Main also criticized the definitions in the ordinance, such as "non-sustainable energy systems" that he said are too broad.
"'Non-sustainable energy systems,'" he said. "What does that mean? Like it’s wide open; I mean the sun is going to extinguish someday."
Issues with wording and their legal implications have plagued similar initiatives in the past.
Just last year, then Secretary of State Jeanne Atkins ruled a petition Geddry had submitted did not comply with the procedural constitutional requirements.
In a letter detailing the ruling, the office said the petition — titled "Right of Local Community Self-Government" — would eliminate already existing rights in the Oregon Constitution.
"The proposed measure introduces two kinds of local laws," the office's Chief Consul, Steven A. Wolf wrote. "Those 'establishing the fundamental rights of natural persons' and those that 'establish define, alter or eliminate competing rights, powers, privileges, immunities, or duties of corporations and other business entities.' We conclude that the multiple changes contained in this proposed measure cannot be presented by way of a single proposed initiative measure."

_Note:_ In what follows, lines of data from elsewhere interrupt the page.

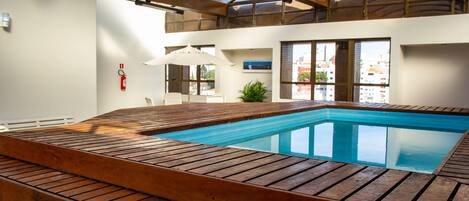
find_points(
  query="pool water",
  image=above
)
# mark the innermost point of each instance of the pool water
(395, 140)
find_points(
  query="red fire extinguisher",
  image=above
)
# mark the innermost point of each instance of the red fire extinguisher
(123, 79)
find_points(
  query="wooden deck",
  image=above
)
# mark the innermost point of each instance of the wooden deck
(25, 181)
(111, 148)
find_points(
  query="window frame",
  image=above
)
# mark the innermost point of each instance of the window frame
(198, 79)
(351, 84)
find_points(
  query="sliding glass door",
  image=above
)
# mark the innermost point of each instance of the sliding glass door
(339, 70)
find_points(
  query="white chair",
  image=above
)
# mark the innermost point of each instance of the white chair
(172, 98)
(149, 101)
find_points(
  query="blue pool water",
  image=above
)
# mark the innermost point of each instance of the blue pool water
(406, 141)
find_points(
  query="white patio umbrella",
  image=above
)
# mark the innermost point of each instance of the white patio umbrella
(188, 56)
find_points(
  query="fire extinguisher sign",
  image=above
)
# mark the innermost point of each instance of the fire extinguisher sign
(123, 77)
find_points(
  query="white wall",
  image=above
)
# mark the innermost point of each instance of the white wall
(48, 59)
(402, 31)
(435, 75)
(230, 85)
(131, 35)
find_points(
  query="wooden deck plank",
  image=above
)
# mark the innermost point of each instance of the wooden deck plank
(353, 183)
(440, 189)
(111, 196)
(133, 197)
(50, 179)
(70, 186)
(150, 153)
(176, 162)
(409, 188)
(95, 193)
(306, 176)
(41, 176)
(29, 173)
(181, 156)
(462, 194)
(132, 146)
(83, 189)
(60, 182)
(210, 161)
(379, 187)
(301, 176)
(245, 166)
(324, 182)
(230, 163)
(265, 169)
(140, 149)
(284, 173)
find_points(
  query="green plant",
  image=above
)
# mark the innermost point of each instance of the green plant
(253, 92)
(304, 76)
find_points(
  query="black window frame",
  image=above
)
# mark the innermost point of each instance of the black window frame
(188, 81)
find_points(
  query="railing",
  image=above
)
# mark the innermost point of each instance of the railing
(268, 13)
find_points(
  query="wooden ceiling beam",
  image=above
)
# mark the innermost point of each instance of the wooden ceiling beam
(324, 3)
(210, 7)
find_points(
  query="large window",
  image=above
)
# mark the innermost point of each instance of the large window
(371, 76)
(343, 70)
(195, 79)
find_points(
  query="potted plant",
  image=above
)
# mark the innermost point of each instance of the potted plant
(253, 92)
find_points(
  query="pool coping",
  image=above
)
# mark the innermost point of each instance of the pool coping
(102, 125)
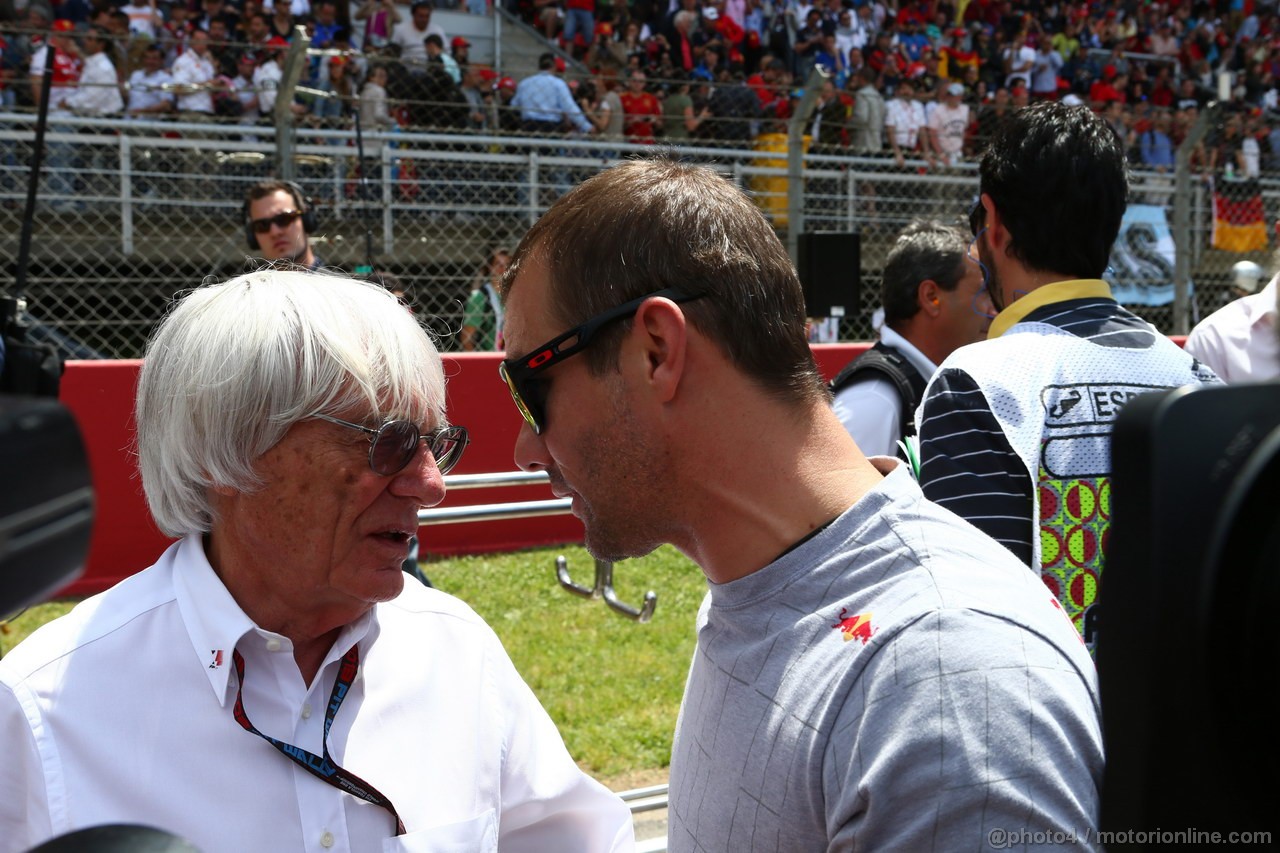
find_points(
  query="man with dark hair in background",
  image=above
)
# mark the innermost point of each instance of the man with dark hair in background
(291, 425)
(871, 671)
(935, 302)
(1015, 432)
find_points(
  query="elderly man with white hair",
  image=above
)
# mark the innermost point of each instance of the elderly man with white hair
(261, 690)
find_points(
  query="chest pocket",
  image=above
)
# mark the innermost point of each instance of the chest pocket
(476, 835)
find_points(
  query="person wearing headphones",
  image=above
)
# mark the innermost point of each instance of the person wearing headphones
(278, 223)
(1239, 340)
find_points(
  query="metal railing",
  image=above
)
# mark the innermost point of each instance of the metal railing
(603, 587)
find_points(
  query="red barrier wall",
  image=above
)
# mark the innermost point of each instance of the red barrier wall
(100, 396)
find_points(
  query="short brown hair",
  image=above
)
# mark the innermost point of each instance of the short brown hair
(652, 224)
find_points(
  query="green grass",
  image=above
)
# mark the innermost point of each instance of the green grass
(611, 684)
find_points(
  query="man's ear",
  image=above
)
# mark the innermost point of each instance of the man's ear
(997, 233)
(928, 299)
(661, 333)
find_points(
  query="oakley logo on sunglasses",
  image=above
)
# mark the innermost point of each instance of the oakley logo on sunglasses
(394, 443)
(529, 392)
(539, 359)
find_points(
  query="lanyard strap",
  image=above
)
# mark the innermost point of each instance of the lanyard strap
(320, 766)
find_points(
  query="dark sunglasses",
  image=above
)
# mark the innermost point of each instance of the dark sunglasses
(279, 220)
(530, 393)
(394, 443)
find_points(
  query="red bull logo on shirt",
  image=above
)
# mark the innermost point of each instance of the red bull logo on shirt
(856, 626)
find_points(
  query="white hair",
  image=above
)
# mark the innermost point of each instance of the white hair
(234, 365)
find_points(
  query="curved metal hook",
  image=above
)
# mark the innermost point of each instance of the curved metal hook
(604, 589)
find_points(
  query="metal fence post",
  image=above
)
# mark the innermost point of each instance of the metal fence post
(795, 159)
(286, 144)
(1183, 218)
(126, 194)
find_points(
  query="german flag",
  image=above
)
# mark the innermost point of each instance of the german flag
(1239, 219)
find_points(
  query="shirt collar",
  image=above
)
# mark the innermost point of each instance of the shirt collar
(1047, 295)
(215, 623)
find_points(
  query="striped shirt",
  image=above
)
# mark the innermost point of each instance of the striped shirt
(1015, 432)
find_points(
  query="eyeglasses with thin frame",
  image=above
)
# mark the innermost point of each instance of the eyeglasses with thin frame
(520, 374)
(279, 220)
(977, 218)
(394, 443)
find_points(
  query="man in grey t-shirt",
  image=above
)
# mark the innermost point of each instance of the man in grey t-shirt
(872, 673)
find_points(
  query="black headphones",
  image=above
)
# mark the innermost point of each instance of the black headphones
(300, 199)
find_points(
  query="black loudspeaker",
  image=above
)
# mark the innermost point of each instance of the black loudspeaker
(46, 505)
(1188, 652)
(300, 199)
(830, 268)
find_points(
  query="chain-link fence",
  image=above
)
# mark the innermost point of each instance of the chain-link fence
(131, 213)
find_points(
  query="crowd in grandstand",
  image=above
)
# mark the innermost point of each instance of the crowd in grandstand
(926, 80)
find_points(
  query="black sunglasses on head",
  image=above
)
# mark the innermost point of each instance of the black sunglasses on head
(977, 217)
(279, 220)
(394, 443)
(530, 393)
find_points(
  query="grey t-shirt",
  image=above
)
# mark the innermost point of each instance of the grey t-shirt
(899, 682)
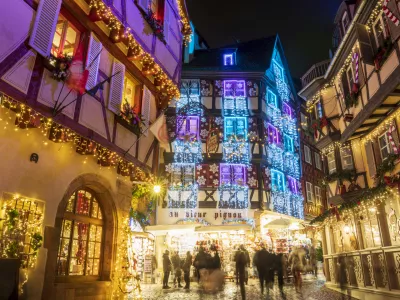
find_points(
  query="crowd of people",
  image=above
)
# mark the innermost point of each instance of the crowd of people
(266, 264)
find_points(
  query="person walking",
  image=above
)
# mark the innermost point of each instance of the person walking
(200, 262)
(167, 266)
(176, 264)
(241, 259)
(260, 260)
(297, 262)
(186, 269)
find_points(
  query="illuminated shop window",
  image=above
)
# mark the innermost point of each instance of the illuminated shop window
(66, 38)
(272, 99)
(278, 181)
(232, 174)
(289, 147)
(235, 127)
(188, 128)
(81, 237)
(229, 59)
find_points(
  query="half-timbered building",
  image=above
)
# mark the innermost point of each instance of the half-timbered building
(81, 81)
(353, 106)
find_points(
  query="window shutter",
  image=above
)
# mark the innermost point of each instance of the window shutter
(116, 87)
(45, 26)
(370, 159)
(146, 109)
(394, 30)
(144, 4)
(166, 25)
(366, 46)
(93, 61)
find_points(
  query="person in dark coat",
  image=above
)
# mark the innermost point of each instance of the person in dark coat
(186, 269)
(200, 262)
(176, 263)
(260, 260)
(167, 266)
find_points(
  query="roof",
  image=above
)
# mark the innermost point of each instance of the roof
(253, 55)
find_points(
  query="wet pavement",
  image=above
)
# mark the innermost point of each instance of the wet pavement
(313, 289)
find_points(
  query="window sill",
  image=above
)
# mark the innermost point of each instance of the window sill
(126, 125)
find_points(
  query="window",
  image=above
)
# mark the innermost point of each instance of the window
(307, 154)
(384, 145)
(66, 38)
(130, 93)
(346, 157)
(309, 192)
(303, 119)
(229, 59)
(318, 164)
(273, 134)
(288, 143)
(345, 22)
(188, 126)
(235, 127)
(331, 162)
(81, 237)
(379, 32)
(183, 174)
(271, 99)
(318, 198)
(293, 185)
(234, 88)
(232, 174)
(278, 181)
(287, 110)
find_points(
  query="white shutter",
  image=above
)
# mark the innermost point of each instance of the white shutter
(144, 4)
(166, 21)
(45, 26)
(116, 87)
(146, 109)
(93, 61)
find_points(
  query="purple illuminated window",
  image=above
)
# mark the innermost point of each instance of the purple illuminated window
(287, 110)
(228, 59)
(273, 134)
(188, 126)
(234, 88)
(232, 174)
(293, 186)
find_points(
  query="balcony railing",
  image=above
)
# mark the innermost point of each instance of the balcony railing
(315, 71)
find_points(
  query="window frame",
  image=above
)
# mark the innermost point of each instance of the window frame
(74, 217)
(388, 146)
(318, 161)
(309, 192)
(331, 171)
(309, 161)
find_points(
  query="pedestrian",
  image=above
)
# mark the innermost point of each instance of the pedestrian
(200, 262)
(176, 264)
(279, 270)
(242, 260)
(167, 266)
(297, 262)
(186, 269)
(260, 261)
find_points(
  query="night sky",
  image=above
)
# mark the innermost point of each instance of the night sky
(304, 26)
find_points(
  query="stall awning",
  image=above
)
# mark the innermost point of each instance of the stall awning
(164, 229)
(224, 228)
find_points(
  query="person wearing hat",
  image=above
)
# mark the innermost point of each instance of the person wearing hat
(167, 266)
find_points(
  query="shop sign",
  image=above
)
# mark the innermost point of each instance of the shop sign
(212, 142)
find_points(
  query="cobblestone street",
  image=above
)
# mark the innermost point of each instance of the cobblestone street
(312, 290)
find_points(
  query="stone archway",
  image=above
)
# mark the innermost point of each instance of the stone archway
(53, 285)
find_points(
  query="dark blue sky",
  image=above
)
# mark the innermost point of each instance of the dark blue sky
(304, 26)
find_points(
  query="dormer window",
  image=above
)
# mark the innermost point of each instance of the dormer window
(345, 22)
(229, 59)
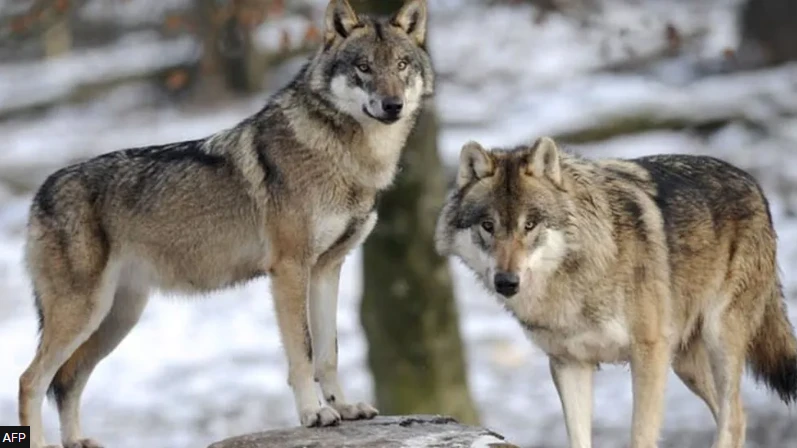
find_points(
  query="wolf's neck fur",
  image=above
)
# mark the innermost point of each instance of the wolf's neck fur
(369, 149)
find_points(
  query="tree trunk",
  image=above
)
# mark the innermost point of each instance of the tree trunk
(769, 32)
(408, 309)
(229, 50)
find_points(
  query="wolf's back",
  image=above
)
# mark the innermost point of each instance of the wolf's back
(700, 195)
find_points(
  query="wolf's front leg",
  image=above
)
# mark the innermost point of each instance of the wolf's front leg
(324, 285)
(573, 381)
(290, 284)
(650, 361)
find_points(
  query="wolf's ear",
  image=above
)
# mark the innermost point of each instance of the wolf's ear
(411, 18)
(340, 20)
(474, 164)
(543, 160)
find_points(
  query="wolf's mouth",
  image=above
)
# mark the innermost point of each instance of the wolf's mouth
(385, 120)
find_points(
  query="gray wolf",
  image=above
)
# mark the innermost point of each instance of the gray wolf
(655, 261)
(287, 193)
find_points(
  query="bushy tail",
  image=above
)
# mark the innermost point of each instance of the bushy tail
(772, 354)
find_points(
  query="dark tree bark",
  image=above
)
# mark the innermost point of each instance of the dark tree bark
(769, 32)
(408, 309)
(229, 48)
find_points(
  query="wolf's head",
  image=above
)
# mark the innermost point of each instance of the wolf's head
(508, 215)
(374, 68)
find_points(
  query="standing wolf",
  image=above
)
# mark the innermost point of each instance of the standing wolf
(287, 193)
(654, 261)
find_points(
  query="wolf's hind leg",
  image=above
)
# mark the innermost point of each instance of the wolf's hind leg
(726, 342)
(693, 367)
(324, 286)
(70, 316)
(650, 362)
(70, 380)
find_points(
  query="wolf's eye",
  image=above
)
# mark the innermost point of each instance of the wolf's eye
(488, 226)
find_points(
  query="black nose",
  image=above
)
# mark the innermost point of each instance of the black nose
(506, 283)
(392, 106)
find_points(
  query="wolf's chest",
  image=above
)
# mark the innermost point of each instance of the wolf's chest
(606, 343)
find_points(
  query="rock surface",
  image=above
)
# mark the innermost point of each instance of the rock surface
(409, 431)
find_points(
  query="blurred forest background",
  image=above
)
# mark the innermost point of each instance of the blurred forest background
(418, 335)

Geddry understands this and says the new measure aims to only add rights on top of existing ones.
"You can always add rights but you can’t take rights away," she said. "So you can’t add a right that infringes on existing rights."
Regardless, Main was resolute in how he would react were the measure to pass.
"The county doesn’t have a lot of extra cash flowing around," he said. "So let's say this thing passed. It may put the county in the position to defend it, which for me, and I can’t speak for the other two commissioners, but I would go 'O.K. the plaintiff wins.' I mean I can’t defend this thing and I don’t want to spend a lot of money on it."